Today there are scores of high end galleries that house fine art photographs juxtaposed with renaissance masters works and impressionist era paintings.

So why, it may be asked, does the issue continue to be debated in forum threads and in photography journals when its an issue that, in the long run, is really not an issue at all? The freeing truth about Art and creation in general is that its never about the methodology, process, the particular medium used . . . or even the 'schooling' of the artist. Instead it always boils down to the emotional response, awe and appreciation, and sharing of vision, that the final product is able to elicit in the viewer.

So if you are one of those daring technocrats who uses digital camera exclusively, and are perhaps inclined to feel less than adequate by the rantings of one of the established Artist elites, Please Don't ! Simply learn your craft well, ignore the naysayers while giving them their due, and try not to be too hard on the next generation of artists who depart from what you yourself have learned so well.

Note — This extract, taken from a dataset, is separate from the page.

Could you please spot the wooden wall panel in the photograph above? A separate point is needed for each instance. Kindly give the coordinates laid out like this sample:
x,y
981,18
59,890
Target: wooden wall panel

These images, created with a digital camera and processed using a computer and digital software as a darkroom, is virtually indistinguishable from one created using a traditional or film workflow. Is it any less relevant? Would an oil painting of any of these be more relevant or emotionally moving?

Photo credits: Lightart.

Your post must be written in English

May 01, 2009


The same can be said of the word processor and typewriter. A good book is a good book, I think this... Sorry my english.

April 30, 2009


great article, well said!

April 30, 2009


Yep, I totally agree with you at this, for some people it's hard to accept the evolution.

April 28, 2009


I'm a bit older and when I meet someone like that, I just say, "Oh, I have one of those out in the garage somewhere". And, I usually do.

April 28, 2009


Eloquently stated, and so true. Art, like beauty, is in the eye of the beholder. Digital photography can be as creative, evocative and expressive as any art form. As technology advances, it will be interesting to see what new art forms arise, such as holography, or virtual reality/fantasy, or even transdimensional art. (Hey, it could happen!)

April 02, 2009


Thanks so much for sharing this well written piece.. I believe you're as much of a writer as an artist or photographer! My favorite part was your summary...starting at So why, the grand finale! It is pretty easy to see whose glass is half full and whose glass is half empty! The half empty glass folks are the critics(in general) while the half full glass folks(in general) are most often found encouraging others and their work! I challenge everyone to ask themselves is my glass half full or half empty. We may be surprised at what we thought we were....when we look in the mirror!

March 13, 2008


Amen. Amen. Amen. I hear this all the time in my office. Someone will comment on one of the photographs I have on my wall - Oh, what a nice picture. Then they walk down the hall and swoon over the acrylic painting that my boss displays (he is good, though) and then after that they'll plunk down good money for an oil painting in a gallery downtown. As if one was any more difficult than another... or better. Frustrating. After all, the painter usually stands in his living room or studio, while I freeze my butt off somewhere...

Beautifully written by the way, and helpful.

I have a button that says "never apologize for your art" and that has been helpful too.

October 07, 2007


Well said.

October 06, 2007


I agree with you. Art is no boundaries and the limits are only by our imaginations. There exist international photographers who just using simple point & shoot cameras, and I known somebody who like to shoot with a simply home-made pin hole camera.